65 Midterm 2: Version D
Find the solution set of the system graphically.
- \(\left\{
\begin{array}{rrrrrrr}
x&-&2y&+&6&=&0 \\
x&+&y&-&6&=&0
\end{array}\right.\)
For problems 2–4, find the solution set of each system by any convenient method.
- \(\left\{
\begin{array}{rrrrr}
3x&-&2y&=&0 \\
2x&+&5y&=&0
\end{array}\right.\) - \(\left\{
\begin{array}{rrrrr}
2x&-&3y&=&8 \\
3y&-&2x&=&4
\end{array}\right.\) - \(\left\{
\begin{array}{rrrrrrr}
2x&+&y&-&3z&=&-7 \\
&&-2y&+&3z&=&9 \\
3x&&&+&z&=&6
\end{array}\right.\)
Reduce the following expressions in questions 5–7.
- \(36 - \{-2x - \left[6x - 3(5 - 2x)\right]\}^0 + 3x^2\)
- \(3a^2(a - 2)^2\)
- \((x^2 + 2x - 4)^2\)
Divide using long division.
- \((x^4 + 4x^3 + 4x^2 + 10x + 20) \div (x + 2)\)
For problems 9–12, factor each expression completely.
- \(x^2 + 3x - 18\)
- \(3x^2 + 25xy + 8y^2\)
- \(125x^3 - y^3\)
- \(81y^4 - 16x^4\)
Solve the following word problems.
- The sum of the ages of a boy and a girl is 18 years. Four years ago, the girl was four times the age of the boy. Find the present age of each child.
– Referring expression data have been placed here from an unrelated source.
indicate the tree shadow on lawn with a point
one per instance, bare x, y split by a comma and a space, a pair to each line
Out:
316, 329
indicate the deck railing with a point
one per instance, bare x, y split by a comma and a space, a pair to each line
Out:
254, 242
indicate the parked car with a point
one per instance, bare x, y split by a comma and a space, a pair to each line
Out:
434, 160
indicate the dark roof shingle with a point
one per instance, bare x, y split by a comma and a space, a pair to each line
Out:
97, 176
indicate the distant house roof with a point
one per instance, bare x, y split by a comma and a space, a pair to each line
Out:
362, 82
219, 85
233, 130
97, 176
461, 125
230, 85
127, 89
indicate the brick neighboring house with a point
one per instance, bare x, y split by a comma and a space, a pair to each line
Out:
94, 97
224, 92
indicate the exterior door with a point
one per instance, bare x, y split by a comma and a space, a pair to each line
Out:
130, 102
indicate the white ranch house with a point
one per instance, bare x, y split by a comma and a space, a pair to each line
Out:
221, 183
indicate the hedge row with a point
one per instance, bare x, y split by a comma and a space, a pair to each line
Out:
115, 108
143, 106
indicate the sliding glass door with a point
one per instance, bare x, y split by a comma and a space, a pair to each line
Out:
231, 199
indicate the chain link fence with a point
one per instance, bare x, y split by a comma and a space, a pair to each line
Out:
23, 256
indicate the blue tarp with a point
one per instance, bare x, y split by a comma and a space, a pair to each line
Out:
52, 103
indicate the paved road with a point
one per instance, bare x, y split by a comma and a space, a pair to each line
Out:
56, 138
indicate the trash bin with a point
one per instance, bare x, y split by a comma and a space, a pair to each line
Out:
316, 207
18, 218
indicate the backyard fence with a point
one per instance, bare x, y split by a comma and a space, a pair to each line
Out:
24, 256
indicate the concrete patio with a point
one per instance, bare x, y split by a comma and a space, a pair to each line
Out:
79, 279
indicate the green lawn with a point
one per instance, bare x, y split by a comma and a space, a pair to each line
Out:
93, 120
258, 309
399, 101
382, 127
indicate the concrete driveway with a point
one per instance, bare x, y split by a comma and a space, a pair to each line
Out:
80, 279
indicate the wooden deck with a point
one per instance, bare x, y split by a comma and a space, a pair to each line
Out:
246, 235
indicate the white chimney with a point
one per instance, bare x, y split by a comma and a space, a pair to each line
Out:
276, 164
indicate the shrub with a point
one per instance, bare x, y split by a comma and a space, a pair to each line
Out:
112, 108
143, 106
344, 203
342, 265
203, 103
- A purse contains \(\$3.50\) made up of dimes and quarters. If there are 20 coins in all, how many dimes and how many quarters were there?
- A 60 kg blend of two different grades of tea is sold for \(\$218.50.\) If grade A sells for \(\$3.80\) per kg and grade B sells for \(\$3.55\) per kg, how many kg of each grade were used?